Wisely, the plan also presents a new value proposition with a robust, customer experience-focused action agenda that would improve system safety, accessibility and customer information features, introduce more seamless and equitable transit fares, and accelerate the transition to zero emission operations while continuing to make long-planned capital investments and evolve the network to meet changing demands.
SAN FRANCISCO BAY AREA: REGIONAL NETWORK MANAGEMENT
The San Francisco Bay Area’s expansive transit network was hit hard by the pandemic, and now several of the region’s agencies are forecasting annual operating deficits in the hundreds of millions, most notably BART, the region’s heavy rail spine, which estimates the gap in the range of 20-40% of its operating budget.
But even with the cliff looming large, the region’s Metropolitan Transportation Commission is bullish on transit’s central role in key long range policy outcomes. Its recently adopted Regional Network Management (RNM) strategy will spur long-term ridership demand by stepping up regional service integration. The MTC will take on a new role as the network manager, working closely with the 27 transit agencies to conceive a connected network plan, enhance fare integration using its planned Clipper 2 fare payment system, coordinate and support surface transit priority projects, implement consistent signage and wayfinding, and pursue other actions intended to improve customer experience and create conditions for long-term ridership growth.
NEW YORK CITY: EXTENDING TRANSIT’S REACH
Transit is often called the lifeblood of New York City and there is nothing that could stifle circulation more than failure to resolve the MTA’s projected $2.5 billion annual operating deficit beginning in 2025. Amidst this staggering public policy challenge, the MTA has astutely maintained its focus on improving customer experience. For example, the MTA is redesigning its bus routes to keep up with demand patterns and land use changes, testing new subway cars, and advancing a range of tools to expand access to its family of services.
Of particular note is the recently released Bike, Pedestrian and Micromobility Strategic Action Plan, “Extending Transit’s Reach.” The plan outlines strategies to improve station access and mobility, increase multimodal integration, enhance safe routes to transit and bridges, offer demand management incentives, and build policy and program support necessary for successful project implementation. Crucially, the plan acknowledges that improving connectivity and service integration requires broad-based partnerships across the MTA’s vast service territory.

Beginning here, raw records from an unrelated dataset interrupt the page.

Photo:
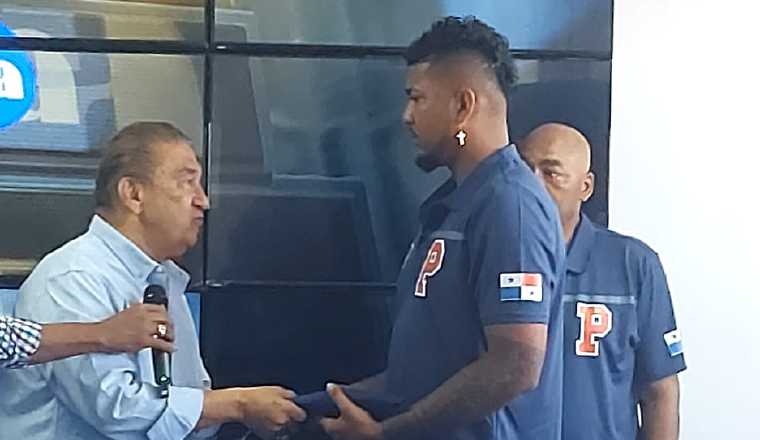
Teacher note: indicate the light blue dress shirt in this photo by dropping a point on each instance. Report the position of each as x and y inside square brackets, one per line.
[100, 396]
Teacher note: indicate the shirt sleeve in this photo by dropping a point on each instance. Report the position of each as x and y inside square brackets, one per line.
[514, 260]
[659, 353]
[115, 393]
[19, 339]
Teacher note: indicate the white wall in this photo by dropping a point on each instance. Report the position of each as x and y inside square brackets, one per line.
[685, 177]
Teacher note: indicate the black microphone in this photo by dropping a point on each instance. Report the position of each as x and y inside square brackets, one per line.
[162, 361]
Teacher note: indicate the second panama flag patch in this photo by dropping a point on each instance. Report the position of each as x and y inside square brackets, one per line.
[520, 287]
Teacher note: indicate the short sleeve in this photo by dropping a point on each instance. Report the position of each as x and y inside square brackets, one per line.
[515, 258]
[660, 350]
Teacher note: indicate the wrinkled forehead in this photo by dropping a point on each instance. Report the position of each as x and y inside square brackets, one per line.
[173, 156]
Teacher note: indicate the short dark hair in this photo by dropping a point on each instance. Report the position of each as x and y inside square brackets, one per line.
[129, 154]
[456, 35]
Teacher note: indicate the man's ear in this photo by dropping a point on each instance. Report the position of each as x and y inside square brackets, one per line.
[131, 194]
[588, 186]
[464, 105]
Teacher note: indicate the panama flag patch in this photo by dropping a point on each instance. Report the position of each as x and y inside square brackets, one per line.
[674, 343]
[520, 287]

This is a time of great uncertainty for transit—but also great promise. While the pandemic has triggered a potential fiscal crisis of enormous proportions, it has also prompted decision makers to rethink how systems can better serve existing customers and attract new ones. It has, moreover, catalyzed a greater focus on the central role convenient and reliable mobility plays in meeting equity, climate, and economic development objectives. Agencies have a once-in-a-generation opportunity to reshape the role of transit in our major metropolitan areas; as recent developments in the Bay Area, Chicago, and NYC demonstrate, many of them are looking to use this moment to do just that.